[AAS11-P10] Development of a regime-dependent autoconversion parameterization using satellite observations
Keywords:Aerosol-cloud interaction, autoconversion, cloud regime, precipitation efficiency, cloud susceptibility
Aerosol-cloud interactions (ACI) are major sources of uncertainty in climate modeling due to their complex dependences on cloud regimes, which are less understood. Most of the climate models tend to overestimate the magnitude of ACI compared with satellite observations partly because of an autoconversion parameterization in which the magnitude of warm rain modulation depending on aerosol perturbations is prescribed regardless of cloud regimes. Here we develop a new autoconversion parameterization which includes the regime-dependence of ACI inferred from satellite observations. The new scheme represents the magnitude of ACI as a function of the precipitation efficiency characterized by the ratio of rainwater to total liquid water. The proposed scheme is designed to reproduce a lower cloud susceptibility to aerosols in a more efficient precipitating regime according to the satellite-derived relationship, which allows to simulate nonmonotonic cloud responses to aerosol perturbations with spatial dependence in terms of cloud regimes.
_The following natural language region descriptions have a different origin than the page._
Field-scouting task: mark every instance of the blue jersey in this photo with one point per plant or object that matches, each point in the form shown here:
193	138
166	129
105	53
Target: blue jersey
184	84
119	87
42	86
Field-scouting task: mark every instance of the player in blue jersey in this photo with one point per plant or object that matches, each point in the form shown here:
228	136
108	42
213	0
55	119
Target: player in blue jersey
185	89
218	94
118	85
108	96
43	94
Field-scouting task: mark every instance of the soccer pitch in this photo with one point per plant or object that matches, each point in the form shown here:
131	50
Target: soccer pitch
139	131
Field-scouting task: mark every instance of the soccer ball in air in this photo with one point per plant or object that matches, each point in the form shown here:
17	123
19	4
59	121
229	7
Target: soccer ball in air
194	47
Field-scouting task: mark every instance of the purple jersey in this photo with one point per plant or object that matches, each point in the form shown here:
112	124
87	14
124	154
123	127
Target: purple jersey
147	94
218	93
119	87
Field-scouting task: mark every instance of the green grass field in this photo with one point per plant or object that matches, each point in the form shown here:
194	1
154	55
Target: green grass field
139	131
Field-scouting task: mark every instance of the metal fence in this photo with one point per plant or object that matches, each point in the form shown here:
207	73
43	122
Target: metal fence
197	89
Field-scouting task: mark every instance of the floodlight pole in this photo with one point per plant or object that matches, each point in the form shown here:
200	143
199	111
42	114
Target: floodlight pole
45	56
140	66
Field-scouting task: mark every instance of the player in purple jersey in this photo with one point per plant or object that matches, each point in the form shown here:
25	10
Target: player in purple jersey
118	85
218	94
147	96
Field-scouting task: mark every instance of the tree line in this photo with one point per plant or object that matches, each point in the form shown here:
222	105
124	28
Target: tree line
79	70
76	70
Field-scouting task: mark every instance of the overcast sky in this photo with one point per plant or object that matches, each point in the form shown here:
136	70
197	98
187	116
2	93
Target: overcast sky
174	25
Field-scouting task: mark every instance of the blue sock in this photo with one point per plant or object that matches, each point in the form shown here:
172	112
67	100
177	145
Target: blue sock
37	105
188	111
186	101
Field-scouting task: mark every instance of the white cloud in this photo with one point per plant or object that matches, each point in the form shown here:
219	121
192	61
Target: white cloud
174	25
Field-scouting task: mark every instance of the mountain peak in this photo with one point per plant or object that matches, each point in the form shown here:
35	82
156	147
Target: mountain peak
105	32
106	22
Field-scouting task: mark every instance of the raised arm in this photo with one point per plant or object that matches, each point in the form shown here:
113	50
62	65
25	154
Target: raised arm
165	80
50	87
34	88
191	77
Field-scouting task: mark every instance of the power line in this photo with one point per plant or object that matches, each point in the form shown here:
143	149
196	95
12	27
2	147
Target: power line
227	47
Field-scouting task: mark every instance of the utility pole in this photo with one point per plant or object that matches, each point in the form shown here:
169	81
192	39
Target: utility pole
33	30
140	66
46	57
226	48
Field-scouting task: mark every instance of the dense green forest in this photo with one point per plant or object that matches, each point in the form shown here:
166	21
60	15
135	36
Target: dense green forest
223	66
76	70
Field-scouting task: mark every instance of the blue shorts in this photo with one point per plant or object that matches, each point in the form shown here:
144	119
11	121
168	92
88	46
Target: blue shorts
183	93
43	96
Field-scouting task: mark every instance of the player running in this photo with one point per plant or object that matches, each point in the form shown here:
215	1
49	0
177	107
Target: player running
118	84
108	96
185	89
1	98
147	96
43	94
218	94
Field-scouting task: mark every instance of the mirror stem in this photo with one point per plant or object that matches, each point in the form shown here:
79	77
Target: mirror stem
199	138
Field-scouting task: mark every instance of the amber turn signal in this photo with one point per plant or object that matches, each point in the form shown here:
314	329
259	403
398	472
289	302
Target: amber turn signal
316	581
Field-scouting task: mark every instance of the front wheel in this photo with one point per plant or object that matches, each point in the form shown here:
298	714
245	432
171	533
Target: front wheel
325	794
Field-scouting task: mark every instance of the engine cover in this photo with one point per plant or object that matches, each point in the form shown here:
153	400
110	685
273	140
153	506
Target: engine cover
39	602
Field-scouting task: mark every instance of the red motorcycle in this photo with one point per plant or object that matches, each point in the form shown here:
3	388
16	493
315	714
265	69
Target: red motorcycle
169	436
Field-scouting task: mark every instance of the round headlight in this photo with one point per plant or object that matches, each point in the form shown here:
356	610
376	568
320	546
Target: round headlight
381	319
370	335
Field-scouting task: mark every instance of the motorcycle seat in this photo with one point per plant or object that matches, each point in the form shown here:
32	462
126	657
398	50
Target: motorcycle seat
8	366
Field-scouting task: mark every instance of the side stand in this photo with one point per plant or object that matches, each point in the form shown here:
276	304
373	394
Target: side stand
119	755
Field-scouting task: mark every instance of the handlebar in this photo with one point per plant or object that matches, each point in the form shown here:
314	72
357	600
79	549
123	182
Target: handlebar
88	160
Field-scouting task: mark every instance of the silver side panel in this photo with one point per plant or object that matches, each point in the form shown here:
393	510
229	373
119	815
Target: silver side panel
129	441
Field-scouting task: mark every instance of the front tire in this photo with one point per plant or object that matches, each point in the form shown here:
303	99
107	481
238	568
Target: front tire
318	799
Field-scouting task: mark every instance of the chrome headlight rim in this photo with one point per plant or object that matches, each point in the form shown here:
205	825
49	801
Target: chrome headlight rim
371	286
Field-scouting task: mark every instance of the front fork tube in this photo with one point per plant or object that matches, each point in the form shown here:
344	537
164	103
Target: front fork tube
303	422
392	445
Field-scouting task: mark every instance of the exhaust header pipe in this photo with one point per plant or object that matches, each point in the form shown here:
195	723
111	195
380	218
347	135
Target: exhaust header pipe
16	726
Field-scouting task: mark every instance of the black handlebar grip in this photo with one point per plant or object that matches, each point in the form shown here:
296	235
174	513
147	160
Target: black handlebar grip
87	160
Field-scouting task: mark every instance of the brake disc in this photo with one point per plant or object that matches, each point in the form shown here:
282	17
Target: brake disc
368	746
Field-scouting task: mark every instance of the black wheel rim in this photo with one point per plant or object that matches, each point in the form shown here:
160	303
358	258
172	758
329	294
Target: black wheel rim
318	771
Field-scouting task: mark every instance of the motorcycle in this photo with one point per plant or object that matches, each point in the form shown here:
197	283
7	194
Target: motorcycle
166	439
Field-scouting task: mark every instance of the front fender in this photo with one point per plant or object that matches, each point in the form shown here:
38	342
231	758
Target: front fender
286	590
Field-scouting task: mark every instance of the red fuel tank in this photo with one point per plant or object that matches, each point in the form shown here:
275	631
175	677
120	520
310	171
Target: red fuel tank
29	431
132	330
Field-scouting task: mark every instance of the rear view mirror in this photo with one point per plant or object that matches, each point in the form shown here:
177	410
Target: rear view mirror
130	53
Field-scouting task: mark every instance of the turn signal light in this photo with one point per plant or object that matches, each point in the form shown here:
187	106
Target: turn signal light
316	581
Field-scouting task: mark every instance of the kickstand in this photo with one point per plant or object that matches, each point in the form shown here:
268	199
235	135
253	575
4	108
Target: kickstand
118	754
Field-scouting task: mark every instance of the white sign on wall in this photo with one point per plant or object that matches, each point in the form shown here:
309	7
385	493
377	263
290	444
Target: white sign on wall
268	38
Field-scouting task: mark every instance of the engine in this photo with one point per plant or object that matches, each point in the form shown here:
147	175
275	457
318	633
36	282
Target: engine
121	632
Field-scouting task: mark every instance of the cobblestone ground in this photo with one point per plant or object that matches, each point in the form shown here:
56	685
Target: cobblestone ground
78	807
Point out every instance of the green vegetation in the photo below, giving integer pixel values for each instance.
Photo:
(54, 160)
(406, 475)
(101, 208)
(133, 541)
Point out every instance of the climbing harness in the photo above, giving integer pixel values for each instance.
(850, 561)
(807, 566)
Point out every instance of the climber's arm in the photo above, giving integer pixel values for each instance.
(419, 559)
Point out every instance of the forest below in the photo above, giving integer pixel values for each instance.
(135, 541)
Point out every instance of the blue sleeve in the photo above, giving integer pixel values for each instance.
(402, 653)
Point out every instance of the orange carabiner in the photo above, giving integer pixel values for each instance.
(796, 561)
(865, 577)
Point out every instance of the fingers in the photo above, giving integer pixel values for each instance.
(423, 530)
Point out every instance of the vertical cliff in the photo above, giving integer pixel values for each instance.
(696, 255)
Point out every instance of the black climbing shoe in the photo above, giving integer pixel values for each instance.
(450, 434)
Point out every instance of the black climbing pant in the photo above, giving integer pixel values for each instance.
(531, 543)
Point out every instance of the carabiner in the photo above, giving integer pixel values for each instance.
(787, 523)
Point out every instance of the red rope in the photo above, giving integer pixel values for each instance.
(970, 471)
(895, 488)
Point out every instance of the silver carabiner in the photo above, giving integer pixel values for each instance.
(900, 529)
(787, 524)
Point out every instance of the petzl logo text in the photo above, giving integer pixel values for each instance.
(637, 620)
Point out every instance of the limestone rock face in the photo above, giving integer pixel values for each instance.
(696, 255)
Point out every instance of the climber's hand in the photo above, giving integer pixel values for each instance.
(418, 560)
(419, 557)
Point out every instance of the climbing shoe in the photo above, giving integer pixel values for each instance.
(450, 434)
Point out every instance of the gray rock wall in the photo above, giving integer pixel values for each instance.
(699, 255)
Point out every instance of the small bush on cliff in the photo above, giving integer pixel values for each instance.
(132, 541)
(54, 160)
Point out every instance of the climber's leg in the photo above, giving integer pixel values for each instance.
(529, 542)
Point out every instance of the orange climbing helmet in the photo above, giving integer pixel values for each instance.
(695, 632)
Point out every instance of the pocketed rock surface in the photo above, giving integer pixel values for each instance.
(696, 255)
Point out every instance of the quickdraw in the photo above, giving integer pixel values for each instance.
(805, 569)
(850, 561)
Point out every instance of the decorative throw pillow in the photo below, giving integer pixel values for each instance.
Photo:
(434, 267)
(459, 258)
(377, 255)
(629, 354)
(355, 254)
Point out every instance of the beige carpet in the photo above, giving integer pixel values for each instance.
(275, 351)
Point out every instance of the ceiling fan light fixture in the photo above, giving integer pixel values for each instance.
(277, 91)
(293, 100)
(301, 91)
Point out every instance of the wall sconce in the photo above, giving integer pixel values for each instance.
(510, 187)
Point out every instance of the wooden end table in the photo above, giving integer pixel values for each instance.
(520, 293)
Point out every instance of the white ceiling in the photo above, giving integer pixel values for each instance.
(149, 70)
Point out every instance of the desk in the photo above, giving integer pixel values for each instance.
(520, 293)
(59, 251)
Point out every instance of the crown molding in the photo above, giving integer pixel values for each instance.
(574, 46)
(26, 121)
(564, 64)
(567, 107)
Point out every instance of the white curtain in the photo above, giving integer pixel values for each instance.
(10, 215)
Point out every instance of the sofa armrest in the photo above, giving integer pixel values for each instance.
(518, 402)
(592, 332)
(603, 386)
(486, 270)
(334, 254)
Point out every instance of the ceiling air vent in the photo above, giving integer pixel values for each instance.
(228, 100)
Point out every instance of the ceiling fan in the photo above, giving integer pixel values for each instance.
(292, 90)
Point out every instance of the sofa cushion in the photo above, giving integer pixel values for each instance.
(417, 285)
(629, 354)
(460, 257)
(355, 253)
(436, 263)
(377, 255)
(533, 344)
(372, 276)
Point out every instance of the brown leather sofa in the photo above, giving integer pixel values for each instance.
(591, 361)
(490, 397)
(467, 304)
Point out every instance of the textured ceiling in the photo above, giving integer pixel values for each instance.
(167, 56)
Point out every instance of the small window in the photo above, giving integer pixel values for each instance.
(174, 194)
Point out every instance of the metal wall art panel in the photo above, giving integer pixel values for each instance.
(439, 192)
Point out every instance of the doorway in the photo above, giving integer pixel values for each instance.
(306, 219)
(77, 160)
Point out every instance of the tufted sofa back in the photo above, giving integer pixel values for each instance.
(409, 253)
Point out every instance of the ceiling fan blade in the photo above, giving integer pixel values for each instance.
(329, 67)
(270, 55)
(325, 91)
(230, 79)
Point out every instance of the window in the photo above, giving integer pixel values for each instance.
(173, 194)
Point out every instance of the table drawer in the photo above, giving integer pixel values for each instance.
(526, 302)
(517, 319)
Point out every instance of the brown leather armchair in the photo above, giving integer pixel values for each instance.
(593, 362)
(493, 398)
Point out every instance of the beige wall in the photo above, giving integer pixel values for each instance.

This is supported by the satellite statistics that show an inverse correlation between the cloud susceptibility and precipitation efficiency, and is also in good agreement with a steady-state model in a past study. Our results that are expected to fix the magnitude of ACI and hence ignore the regime dependence are more realistic than previous autoconversion schemes. The new scheme will reconcile some of the common biases in particular the excessive ACI in current global climate models. We show an impact of the new scheme on the simulated precipitation characteristics and aerosol effective radiative forcing using a single-column model and a global aerosol-climate model.